I think your problem is a combination of the two:
1. A bad habit.
2. Thinking about other things while reading.
To fix #2 you don't have to do anything special, just manually block other unrelated thought. Try it out right now: stop all thinking and listen to silence in your head without reflecting upon anything. Thoughts will occure spontaneously, and you can't do anything about it, but you can elect to not prolong them and let them pass by, which is a trivial to do. You sit down and listen to nothing, and when you think, "there's 4chan in my browser," you don't start thinking whether you should refresh the page or click a board, you just let it all go. "I wonder if there's something funny going on /v/," you think, and let it pass. "I wonder what time it is," but don't look at the clock and don't bother thinking why you should or shouldn't look at the clock at all. Let it pass. THAT'S exactly how a reader's head more or less looks like while he's reading a book, concerning everything except the material in the book itself. If you're going to read normally, you simply have all other thoughts on stand-by. This is easier than it sounds, it's just that talking about simplest stuff is always the hardest.

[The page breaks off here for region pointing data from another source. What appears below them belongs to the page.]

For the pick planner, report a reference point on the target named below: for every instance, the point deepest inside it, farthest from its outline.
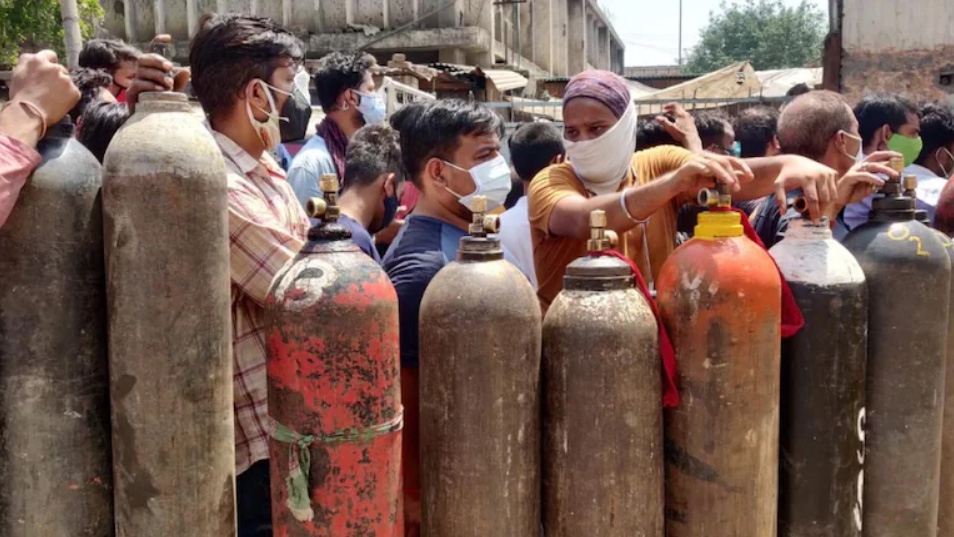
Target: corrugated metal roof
(506, 80)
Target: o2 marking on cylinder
(905, 235)
(859, 504)
(945, 240)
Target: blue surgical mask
(372, 108)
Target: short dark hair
(372, 151)
(937, 129)
(231, 50)
(533, 147)
(98, 124)
(754, 130)
(711, 127)
(339, 72)
(879, 109)
(798, 89)
(107, 54)
(434, 129)
(90, 82)
(650, 134)
(809, 122)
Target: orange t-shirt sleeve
(546, 190)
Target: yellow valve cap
(910, 182)
(316, 207)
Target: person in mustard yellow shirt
(642, 192)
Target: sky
(650, 28)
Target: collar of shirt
(241, 161)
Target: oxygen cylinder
(334, 393)
(821, 463)
(167, 286)
(480, 410)
(946, 495)
(909, 284)
(720, 298)
(55, 470)
(602, 476)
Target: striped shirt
(267, 228)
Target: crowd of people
(407, 186)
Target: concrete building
(559, 37)
(883, 45)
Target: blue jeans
(254, 501)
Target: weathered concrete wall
(919, 74)
(898, 47)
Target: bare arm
(570, 216)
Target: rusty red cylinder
(334, 393)
(720, 297)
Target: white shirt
(928, 192)
(515, 238)
(311, 162)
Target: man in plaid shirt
(243, 70)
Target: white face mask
(492, 180)
(602, 163)
(269, 131)
(302, 78)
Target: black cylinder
(55, 472)
(821, 437)
(909, 281)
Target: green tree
(30, 25)
(764, 32)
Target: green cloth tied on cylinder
(299, 457)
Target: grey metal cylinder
(822, 411)
(55, 471)
(480, 408)
(909, 282)
(168, 292)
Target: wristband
(622, 205)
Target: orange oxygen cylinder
(720, 298)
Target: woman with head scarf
(641, 193)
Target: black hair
(372, 151)
(339, 72)
(650, 134)
(937, 130)
(98, 124)
(712, 128)
(90, 82)
(107, 54)
(533, 147)
(879, 109)
(434, 129)
(231, 50)
(755, 128)
(798, 89)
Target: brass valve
(715, 197)
(910, 185)
(482, 223)
(601, 239)
(325, 207)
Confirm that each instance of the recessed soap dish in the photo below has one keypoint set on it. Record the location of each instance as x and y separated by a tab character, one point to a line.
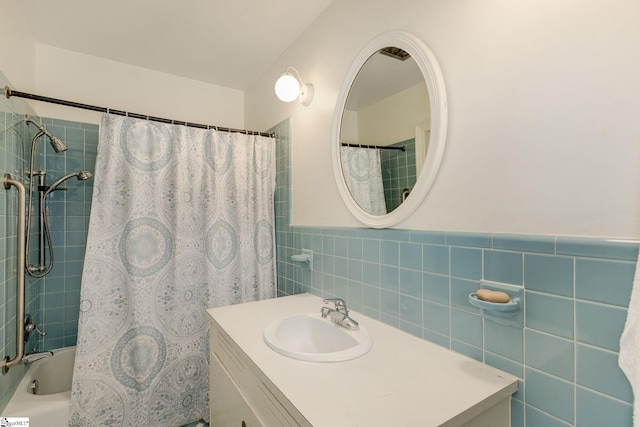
509	313
512	305
306	257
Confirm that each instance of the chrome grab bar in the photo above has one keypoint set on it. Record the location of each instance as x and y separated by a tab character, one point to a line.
7	362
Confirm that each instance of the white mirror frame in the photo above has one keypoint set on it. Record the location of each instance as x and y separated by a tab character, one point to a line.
428	64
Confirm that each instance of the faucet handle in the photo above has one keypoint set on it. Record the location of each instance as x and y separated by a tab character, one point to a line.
340	304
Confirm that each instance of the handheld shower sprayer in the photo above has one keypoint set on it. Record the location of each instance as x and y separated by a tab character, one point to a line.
82	175
56	143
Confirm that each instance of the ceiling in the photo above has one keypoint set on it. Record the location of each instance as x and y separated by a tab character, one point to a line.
224	42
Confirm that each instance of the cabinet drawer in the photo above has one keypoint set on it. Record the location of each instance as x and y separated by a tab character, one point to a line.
229	407
263	397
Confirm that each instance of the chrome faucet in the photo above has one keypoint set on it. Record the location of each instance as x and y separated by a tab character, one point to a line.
339	314
32	357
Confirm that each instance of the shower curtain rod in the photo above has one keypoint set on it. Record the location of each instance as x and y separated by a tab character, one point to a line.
379	147
8	92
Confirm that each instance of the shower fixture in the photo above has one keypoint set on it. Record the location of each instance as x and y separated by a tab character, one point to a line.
82	175
44	236
42	268
56	143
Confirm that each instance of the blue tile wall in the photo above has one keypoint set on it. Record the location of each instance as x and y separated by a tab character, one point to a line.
53	301
15	142
69	218
576	296
398	172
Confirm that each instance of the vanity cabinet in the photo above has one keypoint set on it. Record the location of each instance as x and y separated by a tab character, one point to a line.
240	395
401	381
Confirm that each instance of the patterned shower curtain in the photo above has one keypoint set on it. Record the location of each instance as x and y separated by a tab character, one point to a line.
363	173
182	219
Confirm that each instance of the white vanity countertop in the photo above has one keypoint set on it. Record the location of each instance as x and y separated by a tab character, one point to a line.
401	381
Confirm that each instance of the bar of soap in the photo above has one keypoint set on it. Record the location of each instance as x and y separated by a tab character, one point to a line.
492	296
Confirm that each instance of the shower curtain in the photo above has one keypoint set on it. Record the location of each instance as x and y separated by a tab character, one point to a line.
182	219
363	174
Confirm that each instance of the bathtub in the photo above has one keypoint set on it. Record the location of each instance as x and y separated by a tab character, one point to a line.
50	406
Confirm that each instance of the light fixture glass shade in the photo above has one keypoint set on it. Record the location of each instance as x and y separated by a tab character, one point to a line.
287	88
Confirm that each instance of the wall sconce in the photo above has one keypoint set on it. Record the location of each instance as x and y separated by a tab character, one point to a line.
288	88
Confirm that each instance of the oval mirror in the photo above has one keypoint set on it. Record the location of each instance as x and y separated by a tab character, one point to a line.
389	129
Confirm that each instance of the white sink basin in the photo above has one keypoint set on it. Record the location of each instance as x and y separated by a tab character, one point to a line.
310	337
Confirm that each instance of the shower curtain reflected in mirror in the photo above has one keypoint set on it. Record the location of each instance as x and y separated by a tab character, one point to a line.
363	175
182	220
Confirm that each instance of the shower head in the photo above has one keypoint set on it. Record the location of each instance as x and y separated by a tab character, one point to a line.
56	143
82	175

You can't count and recite a poem at the same time, you can't read while you're thinking about what happened earlier today and what cool things to do in next weekend.
#1, like all bad habits, is harder to fix. You just have to stop yourself manually whenever you can, until it disappears. Don't let yourself re-read sentences at all, even if you completely forget what you just read. Punish yourself with ignorance every time you try to forget and re-read something, and your habit will vaporize soon, maybe after a few days or a week's time max.